Search Tutorials


AZ-305 - Design a Data Management Strategy | JavaInUse

AZ-305 - Design a Data Management Strategy

1. Managed vs Unmanaged Data

When designing a data management strategy, the first decision is whether to use managed (PaaS) or unmanaged (IaaS) data services. This choice impacts operational overhead, scalability, security responsibilities, and cost.

Managed Data Services (PaaS)

PaaS Database Services

Managed data services like Azure SQL Database, Azure Cosmos DB, and Azure Database for PostgreSQL/MySQL handle infrastructure management including patching, backups, high availability, and scaling.
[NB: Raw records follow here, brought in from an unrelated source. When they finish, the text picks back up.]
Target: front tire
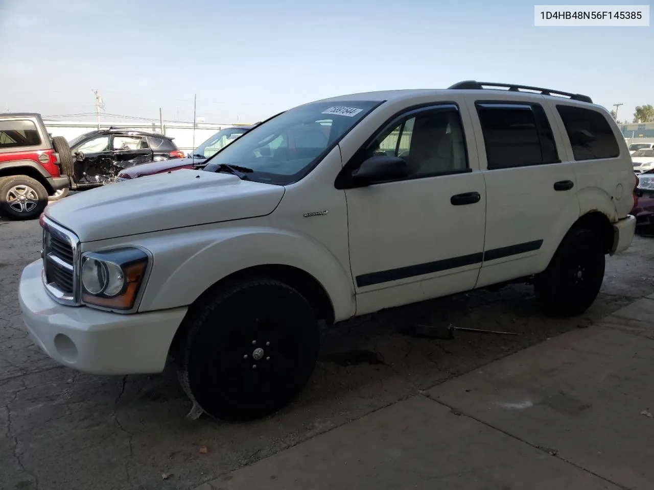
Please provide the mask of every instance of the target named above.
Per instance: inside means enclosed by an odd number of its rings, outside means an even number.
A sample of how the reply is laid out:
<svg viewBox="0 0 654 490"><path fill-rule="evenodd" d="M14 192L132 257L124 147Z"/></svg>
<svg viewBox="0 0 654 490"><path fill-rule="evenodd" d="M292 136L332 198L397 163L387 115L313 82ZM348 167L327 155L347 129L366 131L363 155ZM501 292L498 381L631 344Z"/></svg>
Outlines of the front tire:
<svg viewBox="0 0 654 490"><path fill-rule="evenodd" d="M573 228L561 241L547 269L536 278L536 299L556 317L580 315L593 304L604 277L602 240L589 230Z"/></svg>
<svg viewBox="0 0 654 490"><path fill-rule="evenodd" d="M279 281L234 284L190 319L179 374L186 394L212 417L247 421L273 414L313 372L319 344L313 310Z"/></svg>
<svg viewBox="0 0 654 490"><path fill-rule="evenodd" d="M48 191L38 180L26 175L0 179L0 215L16 220L34 220L47 205Z"/></svg>

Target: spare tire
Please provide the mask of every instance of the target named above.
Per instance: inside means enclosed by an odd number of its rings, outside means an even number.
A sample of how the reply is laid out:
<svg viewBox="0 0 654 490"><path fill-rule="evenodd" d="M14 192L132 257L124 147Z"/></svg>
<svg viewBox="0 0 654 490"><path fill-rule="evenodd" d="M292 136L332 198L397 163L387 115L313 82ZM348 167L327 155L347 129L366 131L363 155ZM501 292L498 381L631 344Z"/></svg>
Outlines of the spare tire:
<svg viewBox="0 0 654 490"><path fill-rule="evenodd" d="M59 154L59 161L61 165L63 174L71 178L73 178L73 154L68 142L63 136L55 136L52 138L52 146L54 151Z"/></svg>

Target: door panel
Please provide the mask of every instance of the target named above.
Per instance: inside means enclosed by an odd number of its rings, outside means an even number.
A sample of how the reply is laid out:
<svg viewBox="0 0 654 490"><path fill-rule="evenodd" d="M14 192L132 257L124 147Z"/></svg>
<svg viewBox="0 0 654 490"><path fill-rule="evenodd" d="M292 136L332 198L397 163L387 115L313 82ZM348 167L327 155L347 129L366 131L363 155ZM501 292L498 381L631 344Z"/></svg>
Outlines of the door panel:
<svg viewBox="0 0 654 490"><path fill-rule="evenodd" d="M560 161L559 135L540 105L477 101L472 112L486 167L483 287L541 272L579 204L574 169Z"/></svg>
<svg viewBox="0 0 654 490"><path fill-rule="evenodd" d="M361 157L400 154L409 178L345 188L357 314L472 289L481 267L486 191L456 106L399 117Z"/></svg>

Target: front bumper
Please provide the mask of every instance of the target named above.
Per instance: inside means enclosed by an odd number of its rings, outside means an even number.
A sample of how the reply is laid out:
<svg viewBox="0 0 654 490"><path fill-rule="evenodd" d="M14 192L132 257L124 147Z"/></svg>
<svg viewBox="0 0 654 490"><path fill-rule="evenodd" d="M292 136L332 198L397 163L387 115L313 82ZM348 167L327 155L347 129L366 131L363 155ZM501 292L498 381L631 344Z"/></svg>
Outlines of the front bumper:
<svg viewBox="0 0 654 490"><path fill-rule="evenodd" d="M613 244L611 255L619 253L629 248L636 233L636 218L630 214L613 223Z"/></svg>
<svg viewBox="0 0 654 490"><path fill-rule="evenodd" d="M95 374L160 372L187 308L121 314L54 301L41 261L25 268L18 301L30 337L60 364Z"/></svg>

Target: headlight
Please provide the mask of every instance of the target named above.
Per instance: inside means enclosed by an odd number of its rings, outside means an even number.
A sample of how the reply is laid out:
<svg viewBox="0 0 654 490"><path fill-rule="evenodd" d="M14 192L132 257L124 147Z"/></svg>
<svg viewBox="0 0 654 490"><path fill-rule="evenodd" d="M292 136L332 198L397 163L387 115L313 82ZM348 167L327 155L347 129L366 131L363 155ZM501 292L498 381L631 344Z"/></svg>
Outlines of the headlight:
<svg viewBox="0 0 654 490"><path fill-rule="evenodd" d="M82 256L82 300L88 304L129 310L148 265L140 248L126 247Z"/></svg>

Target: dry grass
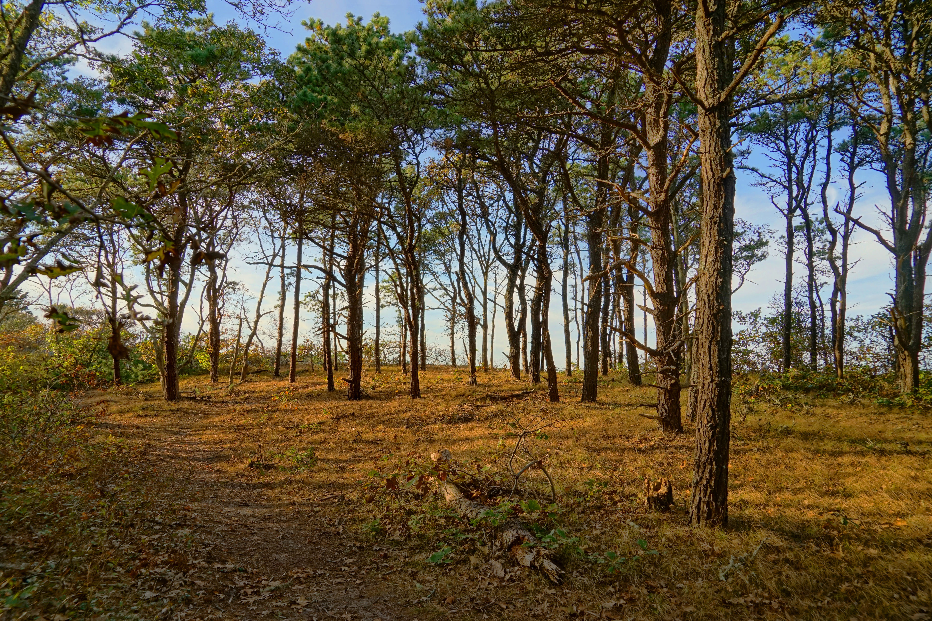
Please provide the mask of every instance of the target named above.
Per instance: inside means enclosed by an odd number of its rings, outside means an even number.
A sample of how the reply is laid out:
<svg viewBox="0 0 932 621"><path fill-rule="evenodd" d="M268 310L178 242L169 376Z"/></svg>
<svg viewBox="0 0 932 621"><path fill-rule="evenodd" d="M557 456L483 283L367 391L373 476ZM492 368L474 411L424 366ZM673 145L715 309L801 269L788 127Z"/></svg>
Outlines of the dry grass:
<svg viewBox="0 0 932 621"><path fill-rule="evenodd" d="M201 443L223 455L203 467L261 484L268 498L294 507L292 520L349 520L350 539L386 548L380 555L388 568L358 574L408 604L398 608L401 618L930 618L926 413L805 396L736 403L731 522L704 530L688 525L685 509L692 426L665 437L631 406L650 400L651 389L610 378L596 405L576 402L572 384L561 386L560 404L536 394L499 403L486 395L527 385L504 371L480 381L473 388L461 371L429 370L424 398L412 401L397 370L367 371L368 398L350 403L325 391L320 372L301 373L293 387L255 375L232 395L195 377L184 382L186 394L197 388L210 400L168 405L113 395L110 412L115 425L141 440L153 425L171 428L178 417L196 417L186 434L191 450ZM143 391L158 395L155 386ZM386 492L364 501L363 486L378 480L367 473L384 469L380 458L390 453L426 456L445 447L461 462L478 460L503 473L501 455L514 441L508 424L532 419L562 421L532 445L536 454L550 453L558 515L529 517L579 538L561 549L561 585L487 548L488 529L458 523L435 496ZM308 450L316 455L311 466ZM671 512L650 512L637 497L651 476L673 481ZM300 508L339 494L345 503ZM540 473L519 491L519 499L532 496L541 505L549 496ZM453 562L429 563L446 544ZM610 551L630 560L609 573L609 563L596 560ZM503 578L495 575L495 560L505 565ZM414 600L422 601L410 604Z"/></svg>

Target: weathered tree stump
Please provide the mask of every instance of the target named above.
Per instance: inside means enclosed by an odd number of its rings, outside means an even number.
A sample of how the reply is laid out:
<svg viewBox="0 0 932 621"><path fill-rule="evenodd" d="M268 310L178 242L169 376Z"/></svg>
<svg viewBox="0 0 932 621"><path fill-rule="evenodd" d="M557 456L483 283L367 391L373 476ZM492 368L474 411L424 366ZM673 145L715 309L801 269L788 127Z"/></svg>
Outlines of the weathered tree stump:
<svg viewBox="0 0 932 621"><path fill-rule="evenodd" d="M666 511L673 506L673 484L664 477L660 480L644 481L644 504L652 509Z"/></svg>

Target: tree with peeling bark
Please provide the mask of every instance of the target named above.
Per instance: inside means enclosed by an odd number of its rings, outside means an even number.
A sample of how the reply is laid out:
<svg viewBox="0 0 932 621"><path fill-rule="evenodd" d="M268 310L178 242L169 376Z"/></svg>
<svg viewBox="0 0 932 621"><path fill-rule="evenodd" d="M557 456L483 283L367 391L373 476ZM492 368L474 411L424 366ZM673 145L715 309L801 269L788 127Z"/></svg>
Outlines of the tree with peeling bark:
<svg viewBox="0 0 932 621"><path fill-rule="evenodd" d="M740 6L739 6L740 7ZM733 100L786 17L725 3L695 9L695 78L703 206L696 283L696 435L690 521L728 522L732 424L732 254L734 235ZM761 32L762 31L762 32ZM749 34L748 34L749 33ZM750 45L735 58L735 34ZM735 61L740 65L735 70ZM683 85L688 88L688 85Z"/></svg>

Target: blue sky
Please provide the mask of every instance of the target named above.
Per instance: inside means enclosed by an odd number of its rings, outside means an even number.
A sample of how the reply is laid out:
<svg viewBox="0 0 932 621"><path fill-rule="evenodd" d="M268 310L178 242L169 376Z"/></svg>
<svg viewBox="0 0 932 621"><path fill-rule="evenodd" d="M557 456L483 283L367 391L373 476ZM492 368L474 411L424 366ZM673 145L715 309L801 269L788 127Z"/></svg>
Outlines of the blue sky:
<svg viewBox="0 0 932 621"><path fill-rule="evenodd" d="M225 22L235 19L235 14L229 6L223 0L211 0L210 7L214 11L215 20ZM327 23L343 21L346 14L351 12L354 15L362 15L367 20L375 12L380 12L388 16L391 20L391 28L396 32L410 30L423 19L422 5L418 0L314 0L310 3L299 3L293 6L294 14L284 20L270 20L270 24L275 24L275 28L267 28L260 32L266 35L267 41L271 47L277 48L282 55L287 57L294 50L297 44L304 41L305 28L301 25L303 20L320 18ZM126 52L129 50L130 42L126 38L114 38L104 46L108 51ZM766 162L760 155L751 155L750 163L761 167L765 167ZM837 170L837 167L836 167ZM780 231L784 224L780 215L771 205L768 196L760 188L752 184L751 173L738 170L737 194L735 198L736 215L756 224L768 223L775 232L772 240L770 258L760 263L748 276L748 281L744 288L739 290L733 301L736 310L748 311L758 307L766 307L770 298L782 290L784 259L780 251L778 239ZM863 179L865 187L858 207L856 208L857 215L864 217L864 222L880 226L875 205L884 206L888 204L883 183L876 173L866 173ZM816 196L814 196L816 197ZM843 190L837 185L829 188L829 199L832 202L843 199ZM816 209L818 209L816 207ZM852 260L857 264L852 269L849 278L849 314L870 314L879 310L887 304L887 291L891 290L891 261L890 255L879 244L866 234L858 231L855 236L855 246L852 249ZM803 268L802 265L796 267L797 277L802 275ZM555 275L558 277L558 275ZM243 265L237 270L237 274L232 276L234 279L243 282L251 290L257 291L261 283L261 275L254 273L252 268ZM371 286L371 277L368 284ZM303 289L307 289L305 285ZM562 343L563 339L558 335L562 333L562 325L559 321L562 318L560 311L560 298L558 290L555 291L554 306L551 311L551 317L554 323L551 330L555 332L554 345L558 351L555 351L555 358L557 360L563 359ZM829 291L823 291L823 297L827 299ZM272 304L274 301L268 301ZM391 312L385 313L384 322L391 322ZM445 334L445 328L442 323L442 317L439 312L429 313L428 329L430 339L444 346L448 343ZM367 317L367 322L371 322L372 317ZM195 330L193 323L193 314L187 314L185 321L185 330ZM309 333L313 330L311 321L302 322L303 330ZM736 327L737 328L737 327ZM371 326L367 327L371 330ZM638 332L640 328L638 328ZM371 333L371 332L370 332ZM501 351L506 348L504 339L504 330L500 323L500 314L499 324L496 329L496 343L491 347L497 353L499 364L502 363ZM652 340L652 337L651 337ZM575 342L575 335L573 337ZM461 351L458 357L462 357Z"/></svg>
You focus on schema design, queries, and application logic. The cloud provider manages the underlying VMs, storage, and networking.

Unmanaged Data (IaaS)

IaaS Database Hosting

Running databases on Azure VMs (e.g., SQL Server on Azure VM) gives you full control over the database engine, OS configuration, and instance settings. This is ideal when you need specific database engine features, custom configurations, or must run unsupported database versions. However, you are responsible for patching, backups, HA configuration, and disaster recovery.

AspectManaged (PaaS)Unmanaged (IaaS)
Infrastructure ManagementHandled by AzureYour responsibility
Patching and UpdatesAutomaticManual
BackupsBuilt-in automatedMust configure manually
High AvailabilityBuilt-in SLAMust configure (Always On, clustering)
CustomizationLimited to service featuresFull OS and engine control
Cost ModelPay for service tier/usagePay for VM, storage, licensing

2. Relational vs NoSQL Database Strategy

Choosing between relational and NoSQL databases depends on your data structure, query patterns, scalability requirements, and consistency needs. Azure offers strong options in both categories.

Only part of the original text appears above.